そんだけ消耗しといて、続けるだけ無駄だってわかってるくせに――なんで下手に回ってまで、あの人に付き合おうとすんのさ。
 和泉サンは、これ以上主と打ち合ったってなんの答えも出せやしない――っていうか、もう答えは出てんじゃないの?
ただそれを認めたくないだけでさ。…ああ、そう思うとちょっと腹立ってくるな。
なに何時間もイイ大人が主相手に八つ当たりしてるワケ?
それで主が傷ついているわけじゃないからまだいいけど――俺たちとの時間が浪費されてるのは事実。
 うん。
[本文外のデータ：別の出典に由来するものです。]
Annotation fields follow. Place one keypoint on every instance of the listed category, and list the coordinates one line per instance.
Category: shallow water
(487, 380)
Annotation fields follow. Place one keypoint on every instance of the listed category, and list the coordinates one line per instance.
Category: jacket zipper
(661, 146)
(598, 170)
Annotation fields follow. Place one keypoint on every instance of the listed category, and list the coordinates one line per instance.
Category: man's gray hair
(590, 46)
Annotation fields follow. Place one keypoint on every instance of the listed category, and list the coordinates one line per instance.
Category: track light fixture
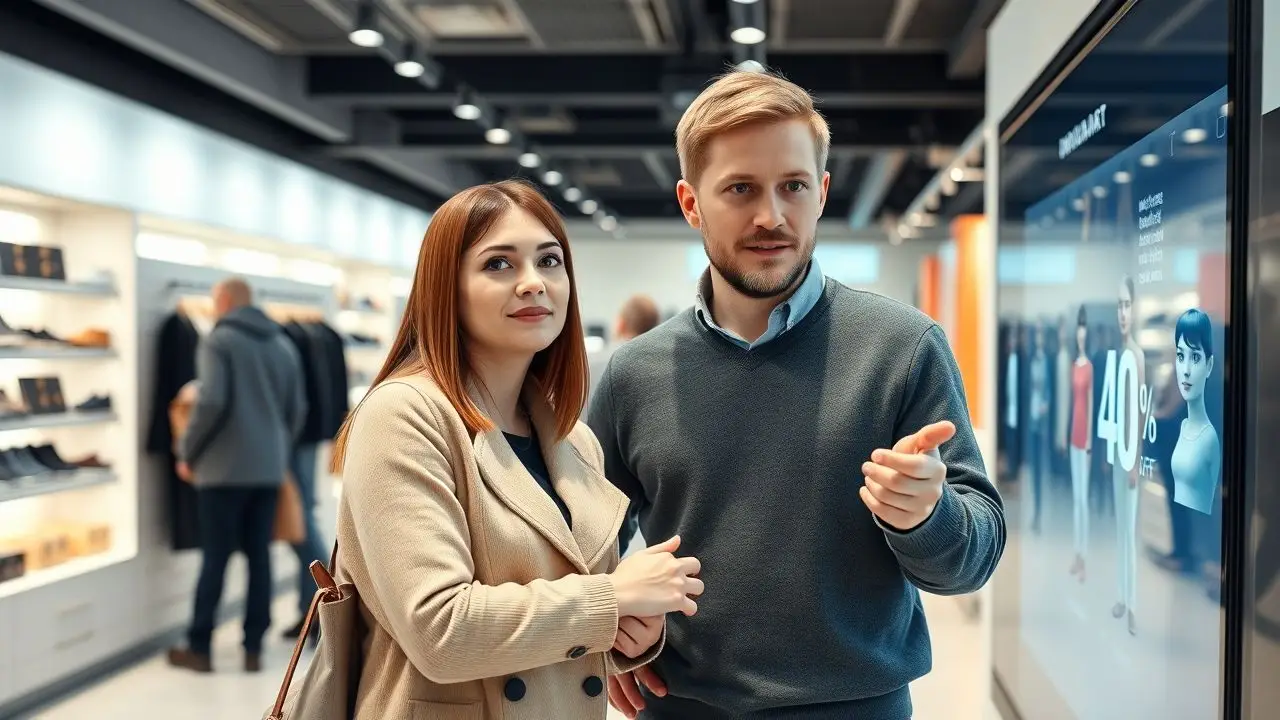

やっぱムカつく。

 

「いいよいいよ、主はずっと休憩しててよ――俺と安定がこのヒトの相手すっからさー」

 

 トンッと主の背を押せば、さほど力の入っていない主の体は俺が押した方向――安定がいる方へと傾く。
とっさのことではあったけど、安定に限って主を受け止められないなんてことはない。
しっかり主をキャッチして、その流れのまま主に邸の中に入るように促してんだから――さすがというかなんというか。
でもそのおかげで俺は目の前のイイ大人と真っ向からやりあえんだからありがたいことこの上ないんだケド。

 

「…お前ら……どーいうつもりだ」
「どーもこーも――ただのヤキモチ」
「はあ?!」
「――ってのと、」
「!」
「いつまで経っても腹ァ括れねー土方ふくちょーさんの忠剣の尻――引っ叩いてやりたくなってさァ!」

 

 一気に、和泉サンとの距離を詰めて、刀を鞘から抜き出し――和泉サンの首すれすれの空を一閃する。
見よう見まねで主のやり方を真似してみたけど――うん、やっぱアレは主独特の剣術だ。
俺が真似て上手くできるものじゃない――…でもこれで主は使いこなせるんだよなー、俺を。
 やっぱすげーなー――って、改めて感心している余裕は実はない。
俺打刀で、相手太刀――ぶっちゃけたところが、強度うんぬんからいって結構不利。
ま、刀剣男士になってから戦闘経験は俺の方が上だけど――それでどこまでやれるか、ちょっと微妙。
 でもまぁ――

 

「俺一人で、音ぇあげないでくれよなッ!」
「はっ…!なら精々気張ってくれやッ!」

 

 

 

 

 

 

 

 

 

 

 

 

 

 

 

 

 

 

 

 

■あとがき
 正反対に見えて似たもの同士――ということで、きよみっちゃんは最初から夢主のことを信頼している設定です。